Bouke / HAP

Swift implementation of the Homekit Accessory Protocol
https://boukehaarsma.nl/HAP/
MIT License
364 stars 50 forks source link

Workaround for thread sync violation in disconnectPairings #83

Closed gbrooker closed 5 years ago

gbrooker commented 5 years ago

Workaround for thread sync violation in disconnectPairings.

In disconnectParings, close() is called from a synchronised block on the channelsSyncQueue, which propagates down to a call to channelInactive(). channelInactive then attempts to run a block synchronously on the same queue, which causes a hard crash.

During testing I found that channelInactive() was called multiple times from other NIO queues, but was only called from the channelsSyncQueue when removing pairings.

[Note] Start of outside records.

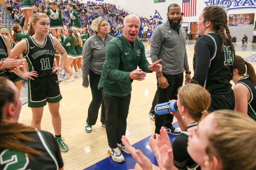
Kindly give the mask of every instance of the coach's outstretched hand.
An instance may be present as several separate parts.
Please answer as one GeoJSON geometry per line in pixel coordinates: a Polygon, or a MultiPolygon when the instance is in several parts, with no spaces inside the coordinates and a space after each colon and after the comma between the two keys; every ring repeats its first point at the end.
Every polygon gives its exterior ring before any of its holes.
{"type": "Polygon", "coordinates": [[[162,69],[162,67],[163,67],[163,66],[160,64],[158,64],[162,61],[162,59],[159,60],[152,64],[150,66],[149,66],[147,67],[148,68],[149,68],[149,69],[152,71],[156,71],[158,70],[162,71],[162,70],[163,70],[162,69]]]}
{"type": "Polygon", "coordinates": [[[124,135],[122,136],[121,140],[125,144],[133,158],[139,164],[143,170],[152,170],[152,163],[150,160],[145,156],[140,150],[135,150],[129,142],[128,139],[124,135]]]}

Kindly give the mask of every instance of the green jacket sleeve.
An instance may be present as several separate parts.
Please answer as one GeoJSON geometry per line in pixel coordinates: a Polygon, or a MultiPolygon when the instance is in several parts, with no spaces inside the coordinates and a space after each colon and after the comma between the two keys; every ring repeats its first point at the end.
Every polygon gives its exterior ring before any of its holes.
{"type": "Polygon", "coordinates": [[[149,70],[147,66],[150,65],[146,58],[146,56],[145,55],[145,47],[143,43],[140,41],[141,44],[141,57],[138,66],[139,68],[142,69],[142,71],[146,73],[152,73],[153,72],[149,70]]]}
{"type": "Polygon", "coordinates": [[[130,82],[130,72],[118,70],[122,51],[116,42],[110,42],[108,44],[106,48],[106,59],[107,73],[112,78],[130,82]]]}
{"type": "Polygon", "coordinates": [[[59,42],[61,43],[61,45],[62,45],[62,46],[63,47],[65,47],[66,46],[66,45],[67,45],[67,44],[69,42],[69,41],[70,41],[71,40],[71,39],[72,39],[72,38],[70,36],[69,36],[65,39],[65,41],[64,41],[63,43],[62,43],[61,41],[60,41],[59,42]]]}
{"type": "Polygon", "coordinates": [[[63,25],[63,21],[62,20],[62,16],[61,16],[61,11],[59,9],[59,21],[61,22],[61,26],[63,27],[64,26],[63,25]]]}
{"type": "Polygon", "coordinates": [[[50,10],[47,10],[47,11],[46,12],[46,15],[47,15],[47,16],[49,16],[50,15],[50,10]]]}
{"type": "Polygon", "coordinates": [[[17,39],[21,39],[22,38],[25,38],[29,36],[29,33],[28,32],[26,34],[17,34],[17,39]]]}
{"type": "Polygon", "coordinates": [[[80,22],[80,20],[79,20],[79,18],[78,17],[78,15],[77,14],[77,12],[75,12],[73,13],[73,15],[74,15],[76,19],[77,19],[77,22],[78,23],[78,26],[79,27],[79,28],[81,28],[82,27],[82,25],[81,24],[81,22],[80,22]]]}
{"type": "Polygon", "coordinates": [[[25,21],[25,17],[23,17],[22,18],[22,20],[21,20],[21,22],[20,23],[20,26],[21,27],[21,28],[22,29],[23,29],[23,27],[24,26],[24,21],[25,21]]]}

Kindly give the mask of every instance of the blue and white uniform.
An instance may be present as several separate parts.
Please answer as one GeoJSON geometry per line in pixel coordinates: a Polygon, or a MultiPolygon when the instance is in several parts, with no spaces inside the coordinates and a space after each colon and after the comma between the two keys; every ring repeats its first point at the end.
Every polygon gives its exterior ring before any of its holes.
{"type": "Polygon", "coordinates": [[[149,25],[150,26],[152,25],[153,25],[153,20],[154,19],[154,17],[155,17],[155,16],[154,16],[153,17],[153,18],[150,18],[149,20],[149,25]]]}
{"type": "Polygon", "coordinates": [[[159,13],[158,12],[155,12],[155,18],[158,19],[158,16],[159,15],[159,13]]]}

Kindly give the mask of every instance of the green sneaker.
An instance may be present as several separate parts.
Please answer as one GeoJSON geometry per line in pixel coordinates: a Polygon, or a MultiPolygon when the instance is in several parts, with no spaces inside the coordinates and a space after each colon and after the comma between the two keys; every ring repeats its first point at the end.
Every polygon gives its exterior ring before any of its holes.
{"type": "Polygon", "coordinates": [[[87,122],[85,125],[85,131],[88,133],[91,132],[91,126],[88,125],[87,122]]]}
{"type": "Polygon", "coordinates": [[[69,150],[69,147],[66,143],[64,142],[64,139],[63,138],[57,138],[57,142],[59,145],[59,147],[61,151],[66,152],[69,150]]]}

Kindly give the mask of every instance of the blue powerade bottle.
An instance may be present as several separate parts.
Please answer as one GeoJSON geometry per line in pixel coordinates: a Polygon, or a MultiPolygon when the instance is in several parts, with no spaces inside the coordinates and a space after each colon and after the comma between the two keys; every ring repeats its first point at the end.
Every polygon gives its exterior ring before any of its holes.
{"type": "Polygon", "coordinates": [[[178,111],[177,100],[158,104],[155,107],[155,112],[158,115],[169,114],[171,112],[177,112],[178,111]]]}

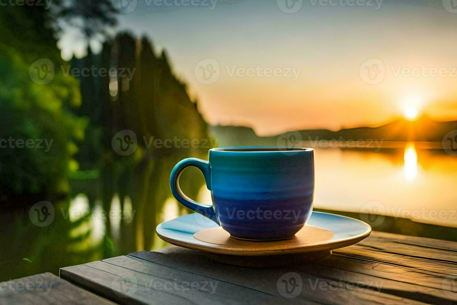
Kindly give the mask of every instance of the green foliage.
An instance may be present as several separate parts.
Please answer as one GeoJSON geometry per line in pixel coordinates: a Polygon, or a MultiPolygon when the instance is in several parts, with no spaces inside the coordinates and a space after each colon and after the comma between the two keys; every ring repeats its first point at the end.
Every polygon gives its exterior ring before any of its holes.
{"type": "Polygon", "coordinates": [[[15,140],[13,145],[0,143],[1,191],[64,194],[70,167],[77,167],[71,159],[77,150],[75,141],[83,138],[87,123],[69,111],[80,103],[77,80],[62,73],[64,63],[52,32],[46,30],[47,12],[14,8],[6,6],[0,13],[4,33],[11,35],[0,43],[0,140],[15,140]],[[17,19],[6,22],[13,16],[17,19]],[[32,81],[29,69],[43,58],[54,64],[55,75],[51,82],[40,85],[32,81]],[[22,145],[16,141],[20,139],[32,139],[33,147],[18,148],[22,145]]]}

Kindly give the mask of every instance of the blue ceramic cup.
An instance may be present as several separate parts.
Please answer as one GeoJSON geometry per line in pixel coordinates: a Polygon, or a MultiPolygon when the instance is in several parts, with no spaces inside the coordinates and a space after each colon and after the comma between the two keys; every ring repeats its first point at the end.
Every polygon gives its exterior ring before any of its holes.
{"type": "Polygon", "coordinates": [[[185,206],[213,220],[234,237],[287,238],[303,227],[313,211],[314,150],[311,148],[213,148],[209,162],[180,161],[171,171],[171,193],[185,206]],[[179,176],[194,166],[203,172],[213,205],[183,193],[179,176]]]}

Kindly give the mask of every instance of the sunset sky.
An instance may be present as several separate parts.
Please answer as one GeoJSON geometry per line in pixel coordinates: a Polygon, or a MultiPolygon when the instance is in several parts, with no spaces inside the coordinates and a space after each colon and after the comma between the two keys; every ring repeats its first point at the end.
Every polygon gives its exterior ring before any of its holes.
{"type": "Polygon", "coordinates": [[[374,0],[373,6],[341,5],[348,0],[330,6],[305,0],[298,11],[286,13],[276,0],[219,0],[213,10],[209,0],[209,7],[185,8],[138,0],[133,11],[119,14],[116,29],[146,34],[158,51],[165,48],[213,124],[250,126],[267,134],[377,125],[409,111],[457,119],[457,13],[441,0],[431,1],[434,7],[386,1],[377,10],[374,0]],[[194,69],[208,58],[218,64],[220,77],[205,85],[194,69]],[[361,67],[371,59],[385,66],[376,84],[363,75],[376,67],[361,67]],[[229,75],[235,66],[258,65],[301,70],[295,81],[229,75]],[[421,70],[408,76],[414,68],[421,70]],[[441,75],[433,76],[433,69],[441,75]]]}

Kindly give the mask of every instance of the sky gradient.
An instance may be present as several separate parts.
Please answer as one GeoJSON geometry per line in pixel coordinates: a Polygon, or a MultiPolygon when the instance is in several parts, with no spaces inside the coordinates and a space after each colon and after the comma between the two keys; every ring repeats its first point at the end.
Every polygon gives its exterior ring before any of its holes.
{"type": "Polygon", "coordinates": [[[209,1],[185,8],[145,1],[119,14],[116,30],[146,34],[158,52],[166,49],[212,124],[249,126],[260,134],[336,130],[379,125],[411,107],[437,120],[457,118],[457,14],[441,1],[349,6],[342,4],[351,0],[308,0],[293,13],[276,0],[219,0],[213,10],[209,1]],[[206,59],[219,65],[211,84],[202,83],[196,69],[206,59]],[[374,67],[380,59],[383,68],[374,67]],[[243,76],[256,67],[300,73],[295,80],[243,76]],[[369,83],[364,73],[383,69],[383,79],[369,83]]]}

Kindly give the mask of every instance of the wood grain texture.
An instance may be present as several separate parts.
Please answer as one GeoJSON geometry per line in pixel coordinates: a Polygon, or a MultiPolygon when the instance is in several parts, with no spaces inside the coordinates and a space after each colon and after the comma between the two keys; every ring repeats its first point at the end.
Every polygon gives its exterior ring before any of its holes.
{"type": "Polygon", "coordinates": [[[67,267],[60,276],[121,304],[275,304],[275,295],[249,286],[128,256],[67,267]]]}
{"type": "Polygon", "coordinates": [[[0,283],[0,304],[112,304],[47,273],[0,283]]]}
{"type": "Polygon", "coordinates": [[[64,268],[61,276],[122,304],[455,304],[457,243],[373,232],[321,260],[272,268],[222,264],[170,246],[64,268]],[[165,289],[167,283],[178,288],[165,289]],[[186,283],[200,289],[184,290],[186,283]],[[215,288],[202,289],[203,283],[215,288]]]}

I don't know enough about NIO to know if the call to close() is required to be run on the channelsSyncQueue. I suspect that it should not, and therefore the correct fix would be to make that call on a different queue.

The workaround uses an undocumented trick to determine whether channelInactive is being called on the channelsSyncQueue and if it is, then the block is executed directly. If it is being called from a different queue then the block is executed synchronously as originally intended.

The trick works in macOS and iOS, but I do not know if it works with the linux implementation of GCD.

gbrooker commented 5 years ago

This is indeed not building on linux. I do not know the equivalent call for determining the queue label on linux's GCD implementation. Nevertheless, potentially this fix is not needed if the root cause, calling close() on the channelsSyncQueue is corrected.

gbrooker commented 5 years ago

I've changed the test for a queue label which didn't work under linux to testing a queue attribute. The queue attribute mechanism is pretty flawed in GCD; it checks only pointer addresses which is highly dangerous, but it appears to work for this issue.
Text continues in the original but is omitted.